February 26, 2021 at 11:14 pm
NASA announced that it’s naming its headquarters in Washington, D.C., after legendary Black scientist Mary Jackson, one of the many Black women that played a pivotal role in putting the first man on the moon.
The organization held a ceremony Friday to mark the naming, with Jackson's granddaughter in attendance along with Clayton Turner, NASA Langley center director.
Jackson, who died in 2005, spent more than 30 years as a mathematician and engineer with NASA and its predecessor. She was the organization's first Black woman engineer and later worked on efforts to increase diversity within NASA.
“We are honored that NASA continues to celebrate the legacy of our mother and grandmother Mary W. Jackson. She was a scientist, humanitarian, wife, mother, and trailblazer who paved the way for thousands of others to succeed, not only at NASA but throughout this nation,” Carolyn Lewis, Jackson's daughter, said in a statement last year when the naming was announced.
Along with Christine Darden, Katherine Johnson and Dorothy Vaughan, Jackson was awarded the Congressional Gold Medal in 2019 for her work in helping to put a man on the moon and push the country's space program forward all while dealing with racism, discrimination and segregation.
Jackson's life and work were depicted in the best-selling novel Hidden Figures, and she was played by Janelle Monáe in the Academy Award-nominated film of the same name.
Since the popular 2016 film drew widespread acclaim, NASA has sought to honor the Black women who were vital to the country's initial space exploration program. The women were called "human computers" because they handled the complex mathematical equations necessary for space travel before scientists had access to modern-day computing devices.
“Mary W. Jackson was part of a group of very important women who helped NASA succeed in getting American astronauts into space. Mary never accepted the status quo, she helped break barriers and open opportunities for African Americans and women in the field of engineering and technology,” said former NASA administrator Jim Bridenstine in June 2020.

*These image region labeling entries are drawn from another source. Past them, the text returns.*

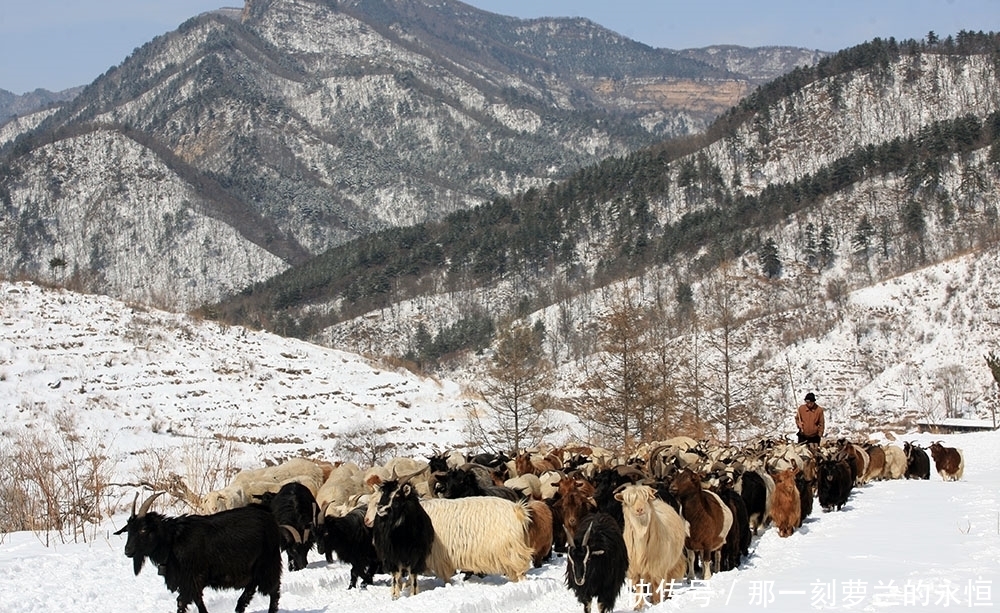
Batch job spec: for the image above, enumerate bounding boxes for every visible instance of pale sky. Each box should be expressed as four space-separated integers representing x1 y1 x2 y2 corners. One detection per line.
0 0 1000 94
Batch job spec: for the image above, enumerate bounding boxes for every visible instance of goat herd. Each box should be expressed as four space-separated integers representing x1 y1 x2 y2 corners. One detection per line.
116 437 964 613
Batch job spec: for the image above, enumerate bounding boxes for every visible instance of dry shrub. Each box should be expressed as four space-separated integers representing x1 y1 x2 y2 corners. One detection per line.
0 412 113 545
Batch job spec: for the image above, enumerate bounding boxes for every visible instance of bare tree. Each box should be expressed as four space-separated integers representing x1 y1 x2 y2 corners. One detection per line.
936 364 968 417
580 287 653 449
705 264 756 444
984 351 1000 428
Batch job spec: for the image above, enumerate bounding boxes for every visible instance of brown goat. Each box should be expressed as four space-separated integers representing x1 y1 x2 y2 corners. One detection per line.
528 500 553 568
552 484 597 534
771 468 802 537
864 443 885 483
669 468 733 579
929 441 965 481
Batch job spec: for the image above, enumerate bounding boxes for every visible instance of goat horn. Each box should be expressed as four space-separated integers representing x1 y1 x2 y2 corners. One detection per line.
132 491 166 517
563 524 580 549
314 500 333 526
281 524 303 545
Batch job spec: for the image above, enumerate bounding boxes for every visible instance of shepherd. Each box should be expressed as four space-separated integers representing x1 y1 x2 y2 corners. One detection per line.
795 392 826 445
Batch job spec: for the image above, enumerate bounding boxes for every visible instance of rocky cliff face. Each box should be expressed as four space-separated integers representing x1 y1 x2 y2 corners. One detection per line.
0 0 816 309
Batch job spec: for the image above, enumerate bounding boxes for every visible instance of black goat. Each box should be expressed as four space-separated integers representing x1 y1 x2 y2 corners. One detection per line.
259 481 318 571
115 492 281 613
736 470 774 535
816 457 854 511
316 507 379 589
903 442 931 479
365 473 434 600
434 468 524 502
720 474 753 570
795 471 816 522
566 513 628 613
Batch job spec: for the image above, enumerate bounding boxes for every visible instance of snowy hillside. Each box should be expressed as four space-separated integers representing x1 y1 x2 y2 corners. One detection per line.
0 432 1000 613
0 283 536 479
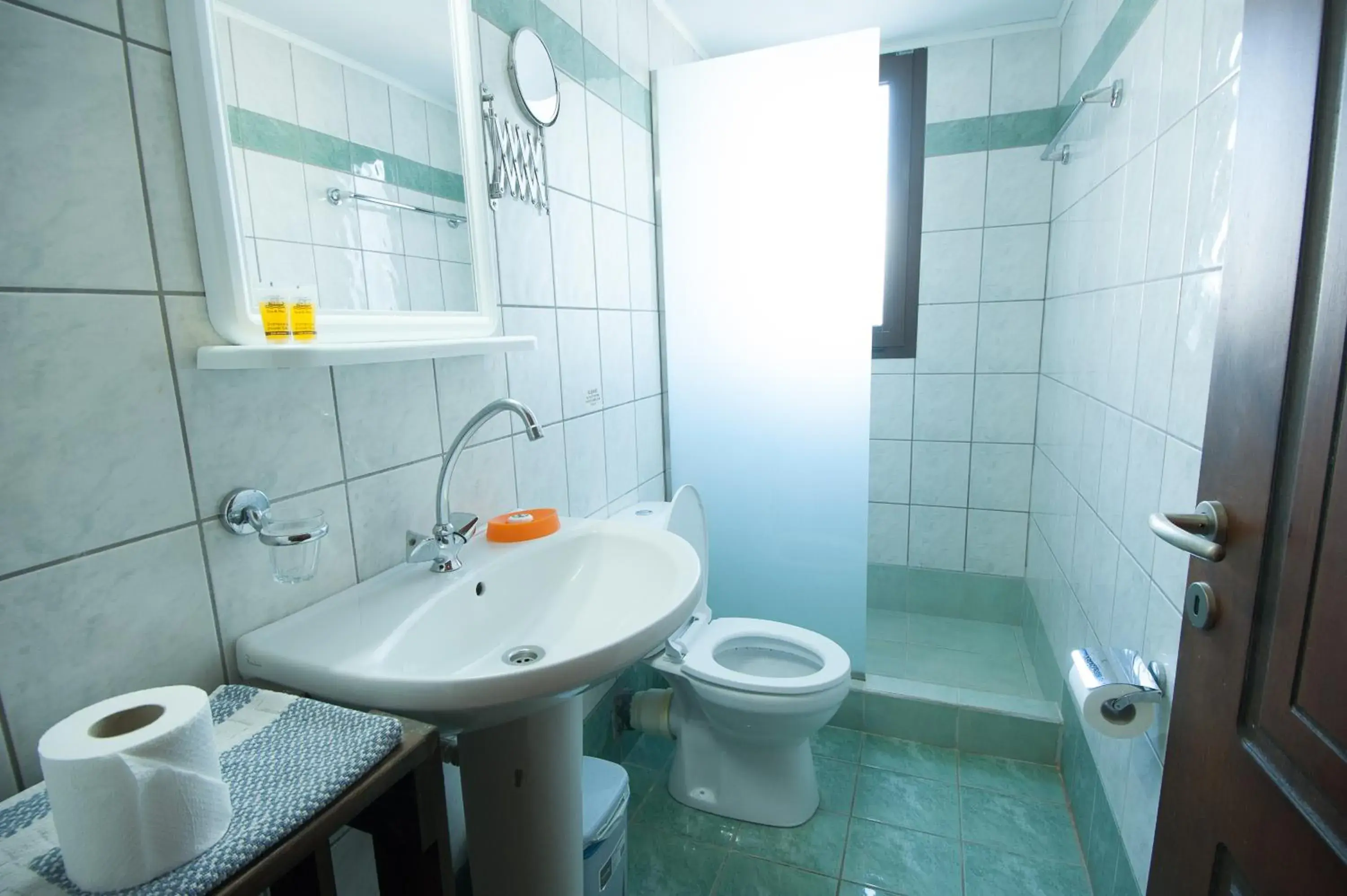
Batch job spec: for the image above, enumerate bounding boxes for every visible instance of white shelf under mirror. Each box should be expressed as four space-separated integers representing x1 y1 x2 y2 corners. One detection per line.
197 335 537 370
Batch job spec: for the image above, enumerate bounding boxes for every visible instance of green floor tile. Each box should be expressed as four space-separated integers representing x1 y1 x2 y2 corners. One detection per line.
838 881 898 896
842 818 963 896
902 644 970 687
626 825 727 896
622 763 660 811
851 765 959 839
908 613 1020 658
810 725 861 763
734 813 847 877
814 756 857 815
865 693 959 747
622 734 675 771
959 787 1080 862
711 853 836 896
861 734 959 784
963 843 1090 896
959 753 1067 803
959 652 1033 697
632 773 740 846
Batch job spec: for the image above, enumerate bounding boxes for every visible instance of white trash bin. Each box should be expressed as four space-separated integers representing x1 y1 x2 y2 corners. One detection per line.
581 756 632 896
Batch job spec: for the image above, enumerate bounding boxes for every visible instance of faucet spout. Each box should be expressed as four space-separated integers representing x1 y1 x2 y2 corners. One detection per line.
426 399 543 571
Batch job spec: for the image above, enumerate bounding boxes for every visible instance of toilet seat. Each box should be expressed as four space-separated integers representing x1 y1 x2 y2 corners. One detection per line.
680 617 851 694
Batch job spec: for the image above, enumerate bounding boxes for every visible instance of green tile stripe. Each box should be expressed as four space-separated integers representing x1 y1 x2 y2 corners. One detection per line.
925 0 1156 158
1060 0 1156 110
228 106 466 202
473 0 653 131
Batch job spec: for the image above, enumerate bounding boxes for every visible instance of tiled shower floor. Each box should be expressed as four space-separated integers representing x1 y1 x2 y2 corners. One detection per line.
865 608 1043 703
625 728 1090 896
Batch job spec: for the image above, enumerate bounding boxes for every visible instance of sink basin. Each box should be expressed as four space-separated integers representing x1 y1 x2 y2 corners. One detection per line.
237 518 700 730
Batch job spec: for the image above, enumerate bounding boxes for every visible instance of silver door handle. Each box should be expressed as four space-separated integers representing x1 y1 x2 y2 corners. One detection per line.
1150 501 1226 563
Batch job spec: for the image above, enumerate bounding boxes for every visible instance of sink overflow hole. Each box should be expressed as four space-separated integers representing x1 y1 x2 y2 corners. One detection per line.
501 646 543 666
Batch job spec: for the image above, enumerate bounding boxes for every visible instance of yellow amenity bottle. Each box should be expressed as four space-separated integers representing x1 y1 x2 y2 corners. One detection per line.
290 288 318 342
257 291 290 342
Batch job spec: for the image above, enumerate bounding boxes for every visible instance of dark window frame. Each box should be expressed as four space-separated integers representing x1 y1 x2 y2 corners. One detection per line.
870 50 927 358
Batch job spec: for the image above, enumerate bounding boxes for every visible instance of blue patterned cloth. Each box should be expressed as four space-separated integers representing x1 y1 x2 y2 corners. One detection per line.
0 685 401 896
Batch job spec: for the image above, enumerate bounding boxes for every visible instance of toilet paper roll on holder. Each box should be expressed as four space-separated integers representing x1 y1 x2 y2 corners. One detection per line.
1071 648 1165 716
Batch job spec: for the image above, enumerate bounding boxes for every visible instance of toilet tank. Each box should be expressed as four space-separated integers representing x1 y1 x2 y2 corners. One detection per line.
610 485 711 619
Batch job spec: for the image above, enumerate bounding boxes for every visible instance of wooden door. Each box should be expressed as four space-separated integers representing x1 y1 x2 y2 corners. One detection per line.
1149 0 1347 896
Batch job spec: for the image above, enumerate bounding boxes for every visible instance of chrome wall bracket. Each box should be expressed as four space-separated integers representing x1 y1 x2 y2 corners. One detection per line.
1039 78 1122 164
1071 648 1165 716
220 489 327 585
482 83 550 214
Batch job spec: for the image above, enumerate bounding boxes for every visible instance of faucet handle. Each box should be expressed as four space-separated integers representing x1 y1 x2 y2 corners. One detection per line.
407 530 440 563
431 512 478 545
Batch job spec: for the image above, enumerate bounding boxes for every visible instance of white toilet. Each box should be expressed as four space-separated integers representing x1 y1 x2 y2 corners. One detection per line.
613 485 851 827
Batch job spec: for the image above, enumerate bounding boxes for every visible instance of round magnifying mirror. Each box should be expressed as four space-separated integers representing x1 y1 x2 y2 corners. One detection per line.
509 28 562 128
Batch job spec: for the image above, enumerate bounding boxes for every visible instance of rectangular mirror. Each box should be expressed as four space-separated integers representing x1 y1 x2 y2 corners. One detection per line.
168 0 498 343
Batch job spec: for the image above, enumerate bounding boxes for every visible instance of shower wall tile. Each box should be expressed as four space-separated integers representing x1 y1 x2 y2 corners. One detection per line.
870 373 912 439
869 503 908 566
991 28 1061 114
0 0 668 798
870 439 912 504
986 147 1055 229
908 504 968 570
1029 0 1243 892
917 228 983 304
981 224 1048 302
917 303 979 373
927 40 991 121
905 442 968 507
921 152 987 230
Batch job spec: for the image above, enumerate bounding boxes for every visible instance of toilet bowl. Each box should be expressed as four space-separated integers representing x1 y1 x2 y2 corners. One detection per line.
613 485 851 827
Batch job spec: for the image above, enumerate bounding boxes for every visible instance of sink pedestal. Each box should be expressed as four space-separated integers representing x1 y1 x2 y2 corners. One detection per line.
458 697 585 896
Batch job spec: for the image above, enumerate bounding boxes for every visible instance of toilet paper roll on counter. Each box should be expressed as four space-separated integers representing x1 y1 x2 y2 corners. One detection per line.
38 686 233 892
1067 664 1156 737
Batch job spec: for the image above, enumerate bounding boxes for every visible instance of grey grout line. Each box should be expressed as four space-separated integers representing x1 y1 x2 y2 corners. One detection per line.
0 698 23 792
117 0 229 681
0 287 206 299
0 0 174 55
0 520 199 582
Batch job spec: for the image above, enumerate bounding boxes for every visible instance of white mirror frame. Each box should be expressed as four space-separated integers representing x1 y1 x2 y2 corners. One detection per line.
166 0 500 345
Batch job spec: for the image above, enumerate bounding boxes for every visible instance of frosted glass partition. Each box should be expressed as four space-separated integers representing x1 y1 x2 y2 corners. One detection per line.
655 31 885 671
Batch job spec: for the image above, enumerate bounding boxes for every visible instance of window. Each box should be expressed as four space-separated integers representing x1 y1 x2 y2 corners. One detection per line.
870 50 927 358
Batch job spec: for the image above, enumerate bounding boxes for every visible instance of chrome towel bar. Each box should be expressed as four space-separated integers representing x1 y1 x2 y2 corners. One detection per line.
327 187 467 228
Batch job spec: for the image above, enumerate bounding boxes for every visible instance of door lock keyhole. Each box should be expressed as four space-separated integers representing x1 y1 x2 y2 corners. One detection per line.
1183 582 1218 631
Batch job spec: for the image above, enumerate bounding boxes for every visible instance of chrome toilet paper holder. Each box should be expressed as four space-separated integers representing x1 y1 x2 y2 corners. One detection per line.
1071 647 1165 714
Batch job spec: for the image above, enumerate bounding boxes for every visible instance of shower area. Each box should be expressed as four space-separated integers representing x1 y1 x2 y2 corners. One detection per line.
865 28 1067 727
862 0 1243 892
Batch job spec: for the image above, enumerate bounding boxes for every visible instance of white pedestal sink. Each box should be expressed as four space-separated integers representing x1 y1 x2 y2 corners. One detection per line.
237 518 700 896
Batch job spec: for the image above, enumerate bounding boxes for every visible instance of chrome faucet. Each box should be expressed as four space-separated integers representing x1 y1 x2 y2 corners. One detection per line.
407 399 543 573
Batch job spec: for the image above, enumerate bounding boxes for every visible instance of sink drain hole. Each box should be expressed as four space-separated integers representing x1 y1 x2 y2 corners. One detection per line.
501 646 543 666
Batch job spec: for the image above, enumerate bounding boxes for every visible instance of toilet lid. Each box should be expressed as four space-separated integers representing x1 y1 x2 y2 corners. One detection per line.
682 617 851 694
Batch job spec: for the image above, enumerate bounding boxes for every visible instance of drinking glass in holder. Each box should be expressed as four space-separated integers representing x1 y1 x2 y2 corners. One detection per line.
257 508 327 585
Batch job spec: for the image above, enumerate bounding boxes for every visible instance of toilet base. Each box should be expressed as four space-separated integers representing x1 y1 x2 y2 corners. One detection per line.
669 718 819 827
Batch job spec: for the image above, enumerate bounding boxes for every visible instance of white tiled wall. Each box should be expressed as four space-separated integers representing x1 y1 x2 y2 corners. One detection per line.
216 15 475 311
870 28 1059 575
0 0 674 798
1028 0 1242 887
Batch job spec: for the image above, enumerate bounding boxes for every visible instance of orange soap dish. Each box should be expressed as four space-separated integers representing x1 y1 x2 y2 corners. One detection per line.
486 507 562 542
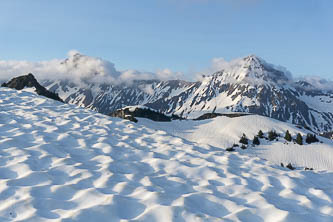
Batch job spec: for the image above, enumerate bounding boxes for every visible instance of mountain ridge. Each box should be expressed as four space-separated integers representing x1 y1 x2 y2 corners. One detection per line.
4 55 333 133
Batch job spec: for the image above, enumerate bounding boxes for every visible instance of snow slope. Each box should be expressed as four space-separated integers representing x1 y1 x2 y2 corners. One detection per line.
139 115 333 170
0 88 333 222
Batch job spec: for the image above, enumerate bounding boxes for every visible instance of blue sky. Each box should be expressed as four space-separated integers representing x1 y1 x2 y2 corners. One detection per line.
0 0 333 79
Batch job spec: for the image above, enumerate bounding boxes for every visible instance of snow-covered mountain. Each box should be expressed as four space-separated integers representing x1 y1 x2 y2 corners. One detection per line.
0 87 333 222
43 55 333 132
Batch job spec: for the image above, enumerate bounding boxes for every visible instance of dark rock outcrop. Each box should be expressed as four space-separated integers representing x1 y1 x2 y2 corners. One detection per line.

"She enabled the hiring and promotion of a new generation of female mathematicians, engineers, and scientists. Mary W. Jackson was a pioneer in diversity and inclusion in policy, yes, but even more importantly, in action." — @NASA_Langley center director Clayton Turner pic.twitter.com/DPZRlmpvbe
— NASA (@NASA) February 26, 2021
“Today, we proudly announce the Mary W. Jackson NASA Headquarters building. It appropriately sits on ‘Hidden Figures Way,’ a reminder that Mary is one of many incredible and talented professionals in NASA’s history who contributed to this agency’s success. Hidden no more, we will continue to recognize the contributions of women, African Americans, and people of all backgrounds who have made NASA’s successful history of exploration possible,” Bridenstine added.
As Blavity previously reported, last year NASA renamed a building in their West Virginia complex after Katherine Johnson, another Black woman spotlighted in Hidden Figures.